E desfilam na lista oral os industriais, os construtores, até um sobrinho que durante anos esteve de relações cortadas ao nível de embaixador por demandas de partilhas mal resolvidas. Há risos nervosos, há cenários do que poderia suceder no caso de uma informação que venha a vasar (e a mim me parece que já faltou bastante mais). "Ai se S. vem a saber, ai Jesus que ela dá cabo dele...", mais me rio para dentro (e temos sempre uma notável tendência para nos rirmos das alheias desgraças) porque conheço o visado e estou a imaginá-lo cheio de hematomas e gessos diversos o que seria um problema para as suas ambições na vida política... Começo a entender tamanha precisão de detalhes, é um meio pequeno, a mulher trabalha em casa (mas há quem opine que o serviço pode ser requerido ao domicílio) e à noite, altura do dia em que todos os gatos deveriam adquirir uma tonalidade parda, parece que assim não sucede e é fácil para quem de janela estiver de sentinela, conhecer a agenda, o calendário e quem eventualmente vier a preencher-lhe as respectivas vagas.

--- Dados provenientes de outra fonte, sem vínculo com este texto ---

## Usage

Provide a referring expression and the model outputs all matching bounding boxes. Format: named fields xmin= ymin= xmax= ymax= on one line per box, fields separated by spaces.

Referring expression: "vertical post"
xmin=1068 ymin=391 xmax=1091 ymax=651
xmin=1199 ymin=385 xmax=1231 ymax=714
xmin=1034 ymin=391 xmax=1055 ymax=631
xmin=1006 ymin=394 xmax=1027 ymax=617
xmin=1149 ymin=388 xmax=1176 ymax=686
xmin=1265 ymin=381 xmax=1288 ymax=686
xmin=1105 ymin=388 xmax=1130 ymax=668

E há ali um momento hilariante, de alguém de basta idade que em tempos lhe deu boleia para a vila que foi alvo dos seus avanços que terá reagido mal, não que não tivesse gostado, parece que à criatura lhe não faltam filhos reconhecidos e ainda mais por perfilhar, mas dizia eu de basta idade que lhe terá dito "Ah filha, não ma deste enquanto tive tesão, agora que a não tenho é que ma ofereces", para mim é um mistério como é que estas cenas não testemunhadas passam para o domínio público, mas é como em Espanha, que las hay las hay... E é quando me interpelam directamente, mofando "E você, já alguma vez lhe deu boleia?" que aproveito a deixa para ir ao âmago da coisa, ao cerne da questão, tentando desatar o nó górdio em que esta conversa se tornou: "Mas eu nem sei de quem é que vocês falam...". "Sabe, sabe, parece que quem lhe dá boleia é logo atacado, aquilo é uma leoa que pr'ali anda, sabe lá...". Confesso que não sei, e a conversa muda rumo abandonando meu verbal anzol, continuo sem conhecer o alvo de tamanha atenção, o mulherio gaba-lhe a arte, exageradamente talvez, pelo menos assim me parece. "Alguma arte há-de ter, aquela escada é um rodopio, só estou à espera que algum se engane e me bata à porta, nem sei bem o que faça, um pano encharcado nas trombas...". Sou eu mesmo que volto à questão: "Mas estamos a falar de alguém daqui?". A pergunta é estúpida, e foi recebida com olhares reprovativos. "É que não sei mesmo quem é...". E dizem-me, baixinho e reservadamente mas dizem-me. E percebo que temos estado a falar de um avozinha... "Que ela tem arte, lá isso tem que ter, ninguém sabe qual, mas tem de ter..."
3 comentários:
Então não sabias??? ....eh,eh,eh....
E para quem não sabe, vai deixar morrer na curiosidade? ;) Quem é???? :)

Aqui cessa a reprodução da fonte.